Bien que la majorité des jugements rendus par les tribunaux internationaux sur cette question aient conclu que les Témoins de Jéhovah agissent dans leur droit en enseignant l’exclusion en vertu de la liberté religieuse, la Cour de Gand en Belgique en a décidé autrement. Le 16 mars 2021, les Témoins de Jéhovah ont été condamnés à payer une amende pour « ostracisme » par ce même tribunal. De plus, le gouverneur du comté d’Oslo et Viken en Norvège, a rendu une décision administrative refusant aux Témoins de Jéhovah une subvention de l’État pour l’année 2021, subvention dont ils ont été bénéficiaires pendant 30 ans. La raison de ce refus s’appuyait sur le fait que certains aspects de la pratique de l’exclusion étaient jugés inacceptables. Les deux décisions ont fait l’objet d’un appel. Le 7 juin 2022, la condamnation décidée en Belgique a été annulée par la Cour d’appel de Gand, qui a conclu que l’exclusion peut être librement enseignée et pratiquée en Belgique.
Dans cette série d’articles, je tenterai d’élucider ce sujet et de répondre aux questions suivantes : pourquoi les Témoins de Jéhovah ne s’associent pas avec des ex-Témoins, comment la pratique de l’exclusion est enseignée et appliquée, pourquoi elle est pratiquée, et pourquoi, selon moi, ce comportement entre dans le cadre de la liberté de religion – une liberté qui devrait être accordée aux Témoins de Jéhovah – comme à toutes les religions, d’ailleurs.
Dans certaines écoles bouddhistes et dans d’autres religions orientales, des pratiques comparables à l’exclusion sont reconnaissables. Cependant, l’exclusion, comme la pratiquent les Témoins de Jéhovah, est une caractéristique typique des religions monothéistes, également appelées « abrahamiques » (appellation qui ne fait pas l’unanimité), en l’occurrence le judaïsme, le christianisme et l’islam. Dire que cette pratique n’est observée que par les Témoins de Jéhovah relève de la propagande. Même s’il existe quelques différences dans la mise en œuvre de ce concept par rapport à d’autres religions, néanmoins, un bref examen de ses origines religieuses nous aidera à le replacer dans son contexte.

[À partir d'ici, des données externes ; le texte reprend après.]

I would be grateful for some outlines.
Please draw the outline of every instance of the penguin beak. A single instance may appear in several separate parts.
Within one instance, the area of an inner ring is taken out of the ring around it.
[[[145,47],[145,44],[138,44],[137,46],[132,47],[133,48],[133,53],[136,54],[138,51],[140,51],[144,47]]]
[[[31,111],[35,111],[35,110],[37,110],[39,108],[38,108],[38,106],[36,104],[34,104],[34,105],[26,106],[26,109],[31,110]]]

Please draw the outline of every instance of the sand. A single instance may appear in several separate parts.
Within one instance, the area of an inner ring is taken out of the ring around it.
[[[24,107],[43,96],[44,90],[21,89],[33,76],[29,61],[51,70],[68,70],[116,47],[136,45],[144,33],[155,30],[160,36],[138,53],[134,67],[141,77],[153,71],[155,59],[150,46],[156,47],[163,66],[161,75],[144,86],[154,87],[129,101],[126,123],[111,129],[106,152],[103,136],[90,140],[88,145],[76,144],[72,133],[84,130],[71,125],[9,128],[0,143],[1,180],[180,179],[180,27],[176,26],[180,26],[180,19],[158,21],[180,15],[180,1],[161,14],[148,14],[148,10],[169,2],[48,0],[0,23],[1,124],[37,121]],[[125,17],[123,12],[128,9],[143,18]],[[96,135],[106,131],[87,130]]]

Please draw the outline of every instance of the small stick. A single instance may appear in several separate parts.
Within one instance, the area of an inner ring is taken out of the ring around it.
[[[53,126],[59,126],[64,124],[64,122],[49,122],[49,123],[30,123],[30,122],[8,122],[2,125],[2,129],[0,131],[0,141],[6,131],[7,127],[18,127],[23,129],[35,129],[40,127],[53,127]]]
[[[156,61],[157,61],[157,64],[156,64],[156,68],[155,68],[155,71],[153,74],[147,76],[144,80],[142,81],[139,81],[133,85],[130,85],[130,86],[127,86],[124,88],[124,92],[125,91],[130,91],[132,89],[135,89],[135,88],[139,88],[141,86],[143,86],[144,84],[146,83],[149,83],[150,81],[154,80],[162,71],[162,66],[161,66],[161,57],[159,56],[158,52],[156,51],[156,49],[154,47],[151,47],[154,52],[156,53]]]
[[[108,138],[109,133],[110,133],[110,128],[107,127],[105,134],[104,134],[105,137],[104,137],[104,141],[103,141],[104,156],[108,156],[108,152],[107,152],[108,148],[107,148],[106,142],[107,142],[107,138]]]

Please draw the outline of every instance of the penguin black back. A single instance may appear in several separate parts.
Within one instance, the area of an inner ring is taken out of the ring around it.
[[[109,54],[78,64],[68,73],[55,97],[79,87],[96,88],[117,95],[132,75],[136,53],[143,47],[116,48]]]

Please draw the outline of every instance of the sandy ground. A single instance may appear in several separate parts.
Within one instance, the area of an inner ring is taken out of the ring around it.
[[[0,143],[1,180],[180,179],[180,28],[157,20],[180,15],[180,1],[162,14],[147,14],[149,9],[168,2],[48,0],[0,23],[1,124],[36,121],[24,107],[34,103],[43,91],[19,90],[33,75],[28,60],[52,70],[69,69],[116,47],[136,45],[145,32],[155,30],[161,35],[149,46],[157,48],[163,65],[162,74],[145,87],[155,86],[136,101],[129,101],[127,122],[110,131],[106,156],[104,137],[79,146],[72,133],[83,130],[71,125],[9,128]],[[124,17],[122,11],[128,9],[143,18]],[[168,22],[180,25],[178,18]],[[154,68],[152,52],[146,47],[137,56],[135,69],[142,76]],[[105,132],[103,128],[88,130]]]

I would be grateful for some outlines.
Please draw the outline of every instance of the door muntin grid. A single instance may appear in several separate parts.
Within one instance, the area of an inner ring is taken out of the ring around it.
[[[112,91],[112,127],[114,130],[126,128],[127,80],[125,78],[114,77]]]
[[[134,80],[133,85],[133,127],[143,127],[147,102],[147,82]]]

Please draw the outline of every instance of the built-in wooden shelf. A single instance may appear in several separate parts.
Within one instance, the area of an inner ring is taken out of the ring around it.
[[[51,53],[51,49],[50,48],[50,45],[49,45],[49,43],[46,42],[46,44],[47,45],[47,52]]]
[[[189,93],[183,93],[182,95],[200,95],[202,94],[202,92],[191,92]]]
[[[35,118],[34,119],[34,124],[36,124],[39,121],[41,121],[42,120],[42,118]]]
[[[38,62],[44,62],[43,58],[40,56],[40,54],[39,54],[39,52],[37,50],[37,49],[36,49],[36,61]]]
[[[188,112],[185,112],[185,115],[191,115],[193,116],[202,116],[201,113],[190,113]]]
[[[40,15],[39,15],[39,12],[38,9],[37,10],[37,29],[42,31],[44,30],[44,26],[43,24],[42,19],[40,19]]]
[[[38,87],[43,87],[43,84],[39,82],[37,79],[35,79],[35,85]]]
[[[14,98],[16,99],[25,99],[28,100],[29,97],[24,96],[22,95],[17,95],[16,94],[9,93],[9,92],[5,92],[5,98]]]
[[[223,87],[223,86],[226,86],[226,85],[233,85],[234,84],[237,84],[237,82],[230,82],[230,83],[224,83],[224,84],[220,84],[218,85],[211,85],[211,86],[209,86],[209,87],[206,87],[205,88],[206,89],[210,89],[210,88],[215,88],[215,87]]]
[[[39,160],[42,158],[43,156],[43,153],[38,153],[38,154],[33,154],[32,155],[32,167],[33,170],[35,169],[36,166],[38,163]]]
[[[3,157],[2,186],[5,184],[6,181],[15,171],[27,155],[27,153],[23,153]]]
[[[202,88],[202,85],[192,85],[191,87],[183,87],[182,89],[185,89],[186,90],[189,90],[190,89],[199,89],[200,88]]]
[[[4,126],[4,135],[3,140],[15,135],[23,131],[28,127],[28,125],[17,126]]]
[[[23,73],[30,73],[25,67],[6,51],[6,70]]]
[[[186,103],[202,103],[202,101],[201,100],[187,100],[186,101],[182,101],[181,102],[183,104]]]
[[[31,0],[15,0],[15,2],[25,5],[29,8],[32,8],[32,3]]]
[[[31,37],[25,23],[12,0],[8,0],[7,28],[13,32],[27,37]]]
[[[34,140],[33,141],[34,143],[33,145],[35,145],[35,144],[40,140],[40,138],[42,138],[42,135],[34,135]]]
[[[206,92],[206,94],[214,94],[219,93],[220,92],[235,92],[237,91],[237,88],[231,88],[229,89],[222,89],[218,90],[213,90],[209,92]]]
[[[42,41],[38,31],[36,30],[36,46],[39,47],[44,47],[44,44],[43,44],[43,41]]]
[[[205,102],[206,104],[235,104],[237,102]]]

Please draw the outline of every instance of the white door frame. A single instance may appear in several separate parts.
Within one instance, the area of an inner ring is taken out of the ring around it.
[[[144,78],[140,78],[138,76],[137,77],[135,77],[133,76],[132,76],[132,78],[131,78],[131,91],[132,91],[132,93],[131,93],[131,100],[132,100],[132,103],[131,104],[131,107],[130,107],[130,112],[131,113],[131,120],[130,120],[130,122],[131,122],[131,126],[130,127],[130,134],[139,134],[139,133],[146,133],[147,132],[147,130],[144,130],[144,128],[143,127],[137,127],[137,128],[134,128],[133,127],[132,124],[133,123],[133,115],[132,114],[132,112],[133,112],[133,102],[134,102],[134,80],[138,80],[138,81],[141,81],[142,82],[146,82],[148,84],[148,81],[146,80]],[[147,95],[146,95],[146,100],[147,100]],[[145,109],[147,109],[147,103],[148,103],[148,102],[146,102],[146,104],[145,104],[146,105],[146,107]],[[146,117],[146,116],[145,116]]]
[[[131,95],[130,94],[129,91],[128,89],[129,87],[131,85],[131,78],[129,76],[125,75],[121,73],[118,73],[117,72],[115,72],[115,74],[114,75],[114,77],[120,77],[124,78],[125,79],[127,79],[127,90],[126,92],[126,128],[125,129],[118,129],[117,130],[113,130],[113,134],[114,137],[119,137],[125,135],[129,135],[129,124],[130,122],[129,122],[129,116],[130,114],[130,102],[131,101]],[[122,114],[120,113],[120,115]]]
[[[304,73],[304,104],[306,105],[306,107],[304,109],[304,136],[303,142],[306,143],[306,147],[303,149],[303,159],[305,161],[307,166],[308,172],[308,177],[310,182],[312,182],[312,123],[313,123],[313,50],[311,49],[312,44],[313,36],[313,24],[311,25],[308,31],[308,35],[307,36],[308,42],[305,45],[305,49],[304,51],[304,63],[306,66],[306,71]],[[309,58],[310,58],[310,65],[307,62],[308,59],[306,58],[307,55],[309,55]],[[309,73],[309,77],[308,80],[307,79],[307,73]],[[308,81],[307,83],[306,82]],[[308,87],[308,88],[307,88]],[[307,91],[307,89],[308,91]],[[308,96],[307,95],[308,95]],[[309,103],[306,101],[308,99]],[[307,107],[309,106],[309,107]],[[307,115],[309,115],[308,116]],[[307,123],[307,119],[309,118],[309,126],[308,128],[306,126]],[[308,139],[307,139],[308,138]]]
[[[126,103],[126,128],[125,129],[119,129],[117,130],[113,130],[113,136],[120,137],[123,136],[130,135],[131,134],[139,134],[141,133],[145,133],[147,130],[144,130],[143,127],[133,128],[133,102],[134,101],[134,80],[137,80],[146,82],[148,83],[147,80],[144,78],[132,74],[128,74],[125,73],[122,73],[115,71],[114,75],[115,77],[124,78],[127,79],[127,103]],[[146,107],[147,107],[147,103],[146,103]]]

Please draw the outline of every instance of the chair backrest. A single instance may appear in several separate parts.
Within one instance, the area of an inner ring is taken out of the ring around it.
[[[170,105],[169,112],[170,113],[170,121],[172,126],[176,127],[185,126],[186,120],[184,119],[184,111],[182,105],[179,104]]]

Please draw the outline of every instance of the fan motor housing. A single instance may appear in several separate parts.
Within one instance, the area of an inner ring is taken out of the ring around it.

Dans le livre du Deutéronome 13 :6-16, les Juifs ont appris que s’ils rencontraient un apostat qui avait quitté la confession juive et propagé le culte d’autres dieux, ils ne devaient surtout pas se laisser « persuader » : même si l’apostat est le « fils de la même mère que toi, ou ton fils, ou ta fille, ou ton épouse chérie, ou ton ami le plus cher […] N’aie aucune pitié pour le coupable. Ne prends pas sa défense » (Dans la version anglaise de cet article les références sont tirées de la New International Version et pour la version française nous utilisons la version de la Bible Nouvelle Français Courant). D’après le livre du Deutéronome, il est également enseigné que dans certains cas, ces apostats pouvaient même être condamnés à mort. Dans 1 Corinthiens 5 :13, nous lisons à l’intention des chrétiens :« Chassez le méchant du milieu de vous », et dans 1 Corinthiens 5 :11 : « Vous ne devez pas même partager un repas avec une telle personne. ». Et encore dans 2 Jean 10-11 : « ne le recevez pas chez vous et refusez même de le saluer ; car celui qui le salue devient complice de ses mauvaises actions. » Mahomet (vers. 570-632) était encore plus sévère. Selon un hadith fréquemment cité, recueilli dans le Sahîh d’Al-Bukharî et considéré comme la déclaration de l’islam la plus sacrée après le Coran : « Si un musulman rejette [sic] sa religion, tuez-le. »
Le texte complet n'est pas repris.